Today is not the first time I've shared about failure. Through the time I've been blogging, I've written about my own struggles with depression, infertility, and even marriage. A theme of my writing for sure is what it means to find faith in the dark night of the soul. Some of you have told me I've been a healing companion for you on your journey. For this I am more grateful than you know.
Yet, here I am again. Even if you know that joy has seasons and failure is just a part of life. It still can feel rotten to feel stuck.
In my case, it seems everyone around me is running faster and jumping higher. And I'm behind them all just falling on my face.
And, why you wonder?
I've felt like a failure because my memoir, Birthed hasn't had the success I would have liked for a multitude of reasons most notably because there still isn't market demand for infertility stories. It's so hard to beg people to care about what they don't want to talk about.
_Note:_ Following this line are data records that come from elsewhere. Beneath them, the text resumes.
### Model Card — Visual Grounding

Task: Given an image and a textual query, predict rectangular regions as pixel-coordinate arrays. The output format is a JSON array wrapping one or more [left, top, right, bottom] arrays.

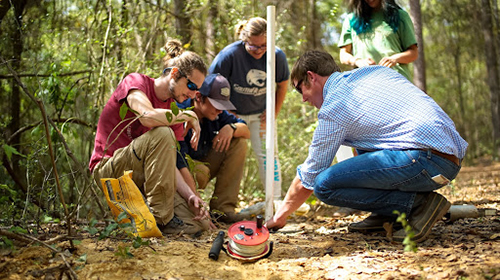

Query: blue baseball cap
[[199, 74, 236, 111]]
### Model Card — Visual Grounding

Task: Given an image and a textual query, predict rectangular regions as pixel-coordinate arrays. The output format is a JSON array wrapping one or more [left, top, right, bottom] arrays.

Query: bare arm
[[259, 80, 289, 123], [178, 167, 197, 194], [265, 176, 314, 230], [231, 123, 250, 139], [379, 44, 418, 67], [340, 45, 376, 67], [175, 168, 212, 222], [212, 122, 250, 152], [275, 80, 288, 116], [127, 89, 201, 147]]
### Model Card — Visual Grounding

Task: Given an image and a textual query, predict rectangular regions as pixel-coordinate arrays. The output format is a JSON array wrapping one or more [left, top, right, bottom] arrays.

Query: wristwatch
[[229, 123, 237, 131]]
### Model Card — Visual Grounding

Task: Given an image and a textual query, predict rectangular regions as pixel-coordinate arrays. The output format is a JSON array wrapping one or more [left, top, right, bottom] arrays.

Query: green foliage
[[83, 214, 150, 255], [74, 253, 88, 270], [0, 0, 496, 228], [132, 236, 150, 249], [393, 210, 418, 253], [115, 245, 134, 258], [0, 226, 29, 249], [2, 144, 26, 161], [119, 102, 129, 120], [1, 236, 14, 249], [82, 217, 127, 240]]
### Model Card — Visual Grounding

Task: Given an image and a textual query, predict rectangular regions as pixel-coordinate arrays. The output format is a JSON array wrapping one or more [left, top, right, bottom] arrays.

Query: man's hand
[[264, 215, 287, 232], [187, 195, 217, 229], [212, 124, 234, 152], [181, 111, 201, 151]]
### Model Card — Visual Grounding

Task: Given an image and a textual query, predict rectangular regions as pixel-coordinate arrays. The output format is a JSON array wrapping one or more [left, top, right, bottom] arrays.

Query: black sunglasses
[[164, 67, 199, 91], [294, 79, 303, 94]]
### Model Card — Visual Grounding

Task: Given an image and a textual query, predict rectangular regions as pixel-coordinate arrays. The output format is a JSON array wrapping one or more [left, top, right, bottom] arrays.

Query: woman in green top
[[338, 0, 418, 80]]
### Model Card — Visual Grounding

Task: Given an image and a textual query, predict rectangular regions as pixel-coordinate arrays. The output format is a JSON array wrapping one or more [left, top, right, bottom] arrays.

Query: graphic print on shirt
[[247, 69, 266, 87], [233, 69, 267, 96]]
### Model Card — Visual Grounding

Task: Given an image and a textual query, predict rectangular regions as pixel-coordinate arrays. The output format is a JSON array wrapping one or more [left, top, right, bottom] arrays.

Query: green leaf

I've felt like a failure in my friendships. As much as I try to value people and make time for others, human relationships are messy. Most of us simply do what we want to do. Often this means hurting others (even if we're making the best choices for ourselves). It has just been a season where I feel I've drawn the short end of the stick more than my confidence can handle.
I've felt like a failure in my time management. I've overcommitted myself to projects I can't complete. And sometimes there are no quick fixes for these poor choices. It just is what it is and we can't rest until everything is finished.
And I've felt like a failure because can't seem to find the advocates I need for the orphan care and the work I'm doing over at Our Courageous Kids. My motivation skills seem to have lost their touch.
Even if you want to rise above failure, it can feel like an endless cycle. The more you feel it, the worst it gets. (For all of you Enneagram buffs can you tell I'm a 3?).
So how can you move forward with a mess of failure all around?
For now, this is what I know: grace is the thing that keeps me going.
Grace tells me that my poor choices (or that of others) aren't the end of the story. Grace reminds me that broken relationships will find redemption somehow. Grace offers that unexpected gifts are waiting for me when I least expect it.
And then practically, I can offer grace back to myself. Saying, "It's ok that I can't be this or that right now." Or giving myself permission to sit on the couch if it is the one thing that makes me feel better. Or even something extreme like flying across the country to see people I love (which I did last week!).
My life has purpose and meaning even if it doesn't feel like I'm living into my potential right now. The words of Lamentations 3: 22-23 ring in my ears:
Because of the Lord’s great love we are not consumed, for his compassions never fail. They are new every morning; great is your faithfulness.
This "failure season" of mine will indeed pass. And yours will too.